Posts by niloc

    Job Posthuma you are bang on the money,we had the same gear set up in a studio for a year to record an album and it sounded different every day of the week
    with no stands kicked over, same personel same everything,different days different vibes its one of the mysteries of life.

    Back in 1980 I was chatting to my girlfriends mother (Isabel Dalglish) and she said 'Years ago I used to have a famous lodger who played guitar like you (I wish) and he was always practicing and never came out of his room,his name was Alan Holdsworth..I nearly fell off my chair.

    What would really be handy is a stage stand for the toaster that' s at least 4 feet high, cant be knocked over 'coz its got wheels and folds up small to go in the boot of a car, everything else is icing,I want cake!

    I once met the Commodores guitarist backstage on a TV show and asked him about the solo on 'Easy',he told me that there were six producers in the control room all telling him
    what he should play and the finished solo was a patchwork quilt of all their ideas joined up into one.He went on to say that he never wanted to go through that again and that the sound of the guitar was not even an issue.
    Richard Carpenter wanted a Jimi Hendrix style solo on Goodbye to love and so many Carpenters fans hated the solo that they called the radio stations to complain, imagine if it had really been a Hendrix sounding solo,I remember it sounding bad at the time but the notes were perfect for the song and tha'ts what really counts I suppose.
    The guy who played wah gtr on Papa was a Rolling Stone was booked because he owned a wah pedal !
    Eric Stewart once said on a saturday morning kids show that the guitar sound on my bands latest single was the worst he had ever heard, I thought that's rich coming from you my son( the record got to no8.on the Billboard chart). I remember a great session guitarist who always used to say to the producer 'Do you want a Hendrix or Clapton solo on this one? Hendrix meant fuzz box Clapton meant not..In this day and age we are spoilt with our equipment and its great.

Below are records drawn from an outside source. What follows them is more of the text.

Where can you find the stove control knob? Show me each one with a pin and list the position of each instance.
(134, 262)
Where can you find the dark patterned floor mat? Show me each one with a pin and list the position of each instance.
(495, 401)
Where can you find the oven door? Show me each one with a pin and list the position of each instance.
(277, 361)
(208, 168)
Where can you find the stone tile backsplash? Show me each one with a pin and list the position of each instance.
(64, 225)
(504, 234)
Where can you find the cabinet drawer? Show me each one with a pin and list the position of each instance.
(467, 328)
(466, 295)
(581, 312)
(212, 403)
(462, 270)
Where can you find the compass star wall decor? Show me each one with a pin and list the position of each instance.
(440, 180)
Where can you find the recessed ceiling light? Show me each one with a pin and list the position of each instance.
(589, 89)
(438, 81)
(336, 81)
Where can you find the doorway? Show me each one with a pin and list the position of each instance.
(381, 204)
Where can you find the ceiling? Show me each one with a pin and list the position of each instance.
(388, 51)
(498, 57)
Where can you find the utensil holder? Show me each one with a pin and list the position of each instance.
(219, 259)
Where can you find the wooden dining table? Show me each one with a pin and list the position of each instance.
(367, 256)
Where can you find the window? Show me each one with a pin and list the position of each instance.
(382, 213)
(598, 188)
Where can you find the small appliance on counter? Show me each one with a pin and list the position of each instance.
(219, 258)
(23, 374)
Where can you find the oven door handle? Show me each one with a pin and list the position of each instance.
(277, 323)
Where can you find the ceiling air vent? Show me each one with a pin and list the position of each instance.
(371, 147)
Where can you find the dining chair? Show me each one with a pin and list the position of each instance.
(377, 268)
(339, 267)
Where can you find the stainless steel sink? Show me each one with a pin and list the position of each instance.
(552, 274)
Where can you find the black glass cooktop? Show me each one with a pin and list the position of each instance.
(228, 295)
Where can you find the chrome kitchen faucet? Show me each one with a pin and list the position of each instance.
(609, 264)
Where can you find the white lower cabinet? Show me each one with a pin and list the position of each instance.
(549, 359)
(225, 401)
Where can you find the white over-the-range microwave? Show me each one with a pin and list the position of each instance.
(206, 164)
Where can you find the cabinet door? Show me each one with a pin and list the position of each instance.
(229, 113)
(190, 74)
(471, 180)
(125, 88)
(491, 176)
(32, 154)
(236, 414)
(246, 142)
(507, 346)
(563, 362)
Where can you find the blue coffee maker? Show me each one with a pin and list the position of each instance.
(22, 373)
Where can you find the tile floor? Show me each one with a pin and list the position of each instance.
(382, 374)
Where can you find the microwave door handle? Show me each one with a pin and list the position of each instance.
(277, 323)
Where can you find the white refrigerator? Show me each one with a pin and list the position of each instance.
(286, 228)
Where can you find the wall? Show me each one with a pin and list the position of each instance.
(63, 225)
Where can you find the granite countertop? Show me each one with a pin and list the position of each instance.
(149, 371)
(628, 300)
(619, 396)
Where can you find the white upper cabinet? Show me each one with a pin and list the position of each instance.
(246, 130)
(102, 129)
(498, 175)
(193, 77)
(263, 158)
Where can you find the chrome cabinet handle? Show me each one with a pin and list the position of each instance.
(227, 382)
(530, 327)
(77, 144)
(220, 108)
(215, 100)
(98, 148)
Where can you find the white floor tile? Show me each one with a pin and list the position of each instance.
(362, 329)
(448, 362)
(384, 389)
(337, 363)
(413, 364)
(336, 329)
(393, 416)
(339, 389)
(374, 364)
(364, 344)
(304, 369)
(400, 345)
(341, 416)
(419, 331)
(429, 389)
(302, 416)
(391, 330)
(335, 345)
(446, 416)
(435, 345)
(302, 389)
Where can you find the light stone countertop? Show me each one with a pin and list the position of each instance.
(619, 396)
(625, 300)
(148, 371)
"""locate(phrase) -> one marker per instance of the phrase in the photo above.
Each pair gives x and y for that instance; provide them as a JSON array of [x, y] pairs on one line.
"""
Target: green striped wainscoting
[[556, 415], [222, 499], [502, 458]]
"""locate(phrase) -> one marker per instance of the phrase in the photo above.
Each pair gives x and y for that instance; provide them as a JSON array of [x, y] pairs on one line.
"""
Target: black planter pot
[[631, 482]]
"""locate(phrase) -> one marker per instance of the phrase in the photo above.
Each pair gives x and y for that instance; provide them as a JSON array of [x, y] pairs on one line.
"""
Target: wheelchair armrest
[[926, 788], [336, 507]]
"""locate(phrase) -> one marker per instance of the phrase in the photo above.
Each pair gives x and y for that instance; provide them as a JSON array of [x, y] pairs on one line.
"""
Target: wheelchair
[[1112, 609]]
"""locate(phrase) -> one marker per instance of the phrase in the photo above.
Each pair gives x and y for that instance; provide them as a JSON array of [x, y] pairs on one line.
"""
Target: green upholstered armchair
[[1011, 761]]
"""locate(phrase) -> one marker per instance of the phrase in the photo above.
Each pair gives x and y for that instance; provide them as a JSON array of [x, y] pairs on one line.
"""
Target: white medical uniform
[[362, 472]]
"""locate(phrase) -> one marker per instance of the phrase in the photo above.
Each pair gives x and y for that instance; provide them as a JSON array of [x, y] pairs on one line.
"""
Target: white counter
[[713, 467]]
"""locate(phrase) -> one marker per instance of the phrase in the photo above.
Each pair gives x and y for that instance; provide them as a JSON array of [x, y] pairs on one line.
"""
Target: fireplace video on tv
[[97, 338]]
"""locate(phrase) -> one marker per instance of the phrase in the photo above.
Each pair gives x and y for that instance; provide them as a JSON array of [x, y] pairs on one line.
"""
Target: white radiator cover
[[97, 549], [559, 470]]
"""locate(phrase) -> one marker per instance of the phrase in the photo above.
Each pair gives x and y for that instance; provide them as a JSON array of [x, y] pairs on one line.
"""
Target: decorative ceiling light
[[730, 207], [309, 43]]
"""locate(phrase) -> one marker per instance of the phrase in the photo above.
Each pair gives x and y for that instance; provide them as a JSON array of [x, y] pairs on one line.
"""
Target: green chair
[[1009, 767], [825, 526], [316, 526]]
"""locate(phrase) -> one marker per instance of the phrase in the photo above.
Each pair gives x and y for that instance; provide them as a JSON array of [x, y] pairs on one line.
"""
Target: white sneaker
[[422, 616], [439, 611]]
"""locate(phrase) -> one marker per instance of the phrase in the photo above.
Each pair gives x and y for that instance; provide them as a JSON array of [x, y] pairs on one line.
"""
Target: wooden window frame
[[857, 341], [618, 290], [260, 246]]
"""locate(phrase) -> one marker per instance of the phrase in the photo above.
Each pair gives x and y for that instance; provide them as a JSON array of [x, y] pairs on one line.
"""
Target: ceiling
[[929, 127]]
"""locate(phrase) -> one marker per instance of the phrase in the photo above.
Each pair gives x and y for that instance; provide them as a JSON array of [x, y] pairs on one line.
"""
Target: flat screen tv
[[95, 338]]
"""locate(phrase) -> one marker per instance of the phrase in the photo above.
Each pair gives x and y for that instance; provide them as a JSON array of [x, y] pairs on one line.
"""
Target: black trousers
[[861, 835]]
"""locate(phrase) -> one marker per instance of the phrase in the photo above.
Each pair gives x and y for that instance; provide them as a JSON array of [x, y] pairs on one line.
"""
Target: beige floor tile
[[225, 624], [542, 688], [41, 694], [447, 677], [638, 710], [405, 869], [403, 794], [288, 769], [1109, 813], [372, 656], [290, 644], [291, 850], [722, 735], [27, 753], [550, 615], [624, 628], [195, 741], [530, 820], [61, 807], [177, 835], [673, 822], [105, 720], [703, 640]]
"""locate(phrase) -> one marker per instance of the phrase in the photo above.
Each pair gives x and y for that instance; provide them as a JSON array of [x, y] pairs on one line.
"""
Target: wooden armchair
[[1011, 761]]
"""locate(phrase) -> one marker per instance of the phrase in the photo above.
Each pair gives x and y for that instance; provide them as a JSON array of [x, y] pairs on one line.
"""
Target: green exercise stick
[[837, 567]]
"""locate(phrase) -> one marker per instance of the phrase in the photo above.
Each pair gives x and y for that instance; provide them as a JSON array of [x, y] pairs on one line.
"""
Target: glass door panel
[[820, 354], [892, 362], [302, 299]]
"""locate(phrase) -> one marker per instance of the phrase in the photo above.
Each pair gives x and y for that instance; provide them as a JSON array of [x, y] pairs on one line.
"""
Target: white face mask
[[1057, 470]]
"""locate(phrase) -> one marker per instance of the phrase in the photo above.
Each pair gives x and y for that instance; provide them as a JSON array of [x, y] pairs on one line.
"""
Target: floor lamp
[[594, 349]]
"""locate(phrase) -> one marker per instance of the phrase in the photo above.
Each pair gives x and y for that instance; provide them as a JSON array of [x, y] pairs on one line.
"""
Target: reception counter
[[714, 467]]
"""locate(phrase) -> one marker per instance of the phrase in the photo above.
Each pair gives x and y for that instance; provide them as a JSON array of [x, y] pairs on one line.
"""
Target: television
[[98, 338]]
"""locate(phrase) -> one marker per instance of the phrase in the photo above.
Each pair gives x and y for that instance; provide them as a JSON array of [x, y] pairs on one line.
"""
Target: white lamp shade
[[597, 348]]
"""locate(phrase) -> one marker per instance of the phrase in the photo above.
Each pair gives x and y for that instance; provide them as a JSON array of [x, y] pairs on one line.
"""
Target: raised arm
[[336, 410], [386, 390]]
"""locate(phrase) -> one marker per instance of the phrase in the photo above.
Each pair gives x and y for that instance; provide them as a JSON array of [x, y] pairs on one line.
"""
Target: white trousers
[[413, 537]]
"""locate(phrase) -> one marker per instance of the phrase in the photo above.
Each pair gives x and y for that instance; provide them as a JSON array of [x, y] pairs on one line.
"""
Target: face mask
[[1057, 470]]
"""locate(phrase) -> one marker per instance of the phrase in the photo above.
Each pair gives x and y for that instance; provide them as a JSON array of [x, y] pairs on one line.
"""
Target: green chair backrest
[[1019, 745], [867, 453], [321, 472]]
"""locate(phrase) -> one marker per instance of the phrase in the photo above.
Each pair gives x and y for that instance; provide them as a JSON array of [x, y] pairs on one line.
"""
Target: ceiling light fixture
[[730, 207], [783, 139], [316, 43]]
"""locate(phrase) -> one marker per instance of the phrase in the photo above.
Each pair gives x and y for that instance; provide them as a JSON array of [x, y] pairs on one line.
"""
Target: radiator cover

    I concur with Nightlight,the trio and beatbuddy are two completely different beasts. The Trio is a great jamming tool on the fly but I wouldn't gig with it. The Beatbuddy on the other hand is a great way of having any drum sound you want in any style you want with a bit of on the fly variation and drumfills and most importantly it has midi in and out and you control it with your foot.
    This means I can send midi clock from the BB to midi in on the Kemper so my guitar echoes are in time with the drums(fantastic),then midi thru on the Kemper to midi in on voicelive 3 pedals so the vocal echoes
    and looper are in time too(oh yes). Then I've an Electroharmonix C-9 providing the bottom end ,a Mel-9 providing the ethereals,its a huge sound.
    Beatbuddy is a great tool if you're prepared to put your own stamp on it,Trio is great for having instant fun.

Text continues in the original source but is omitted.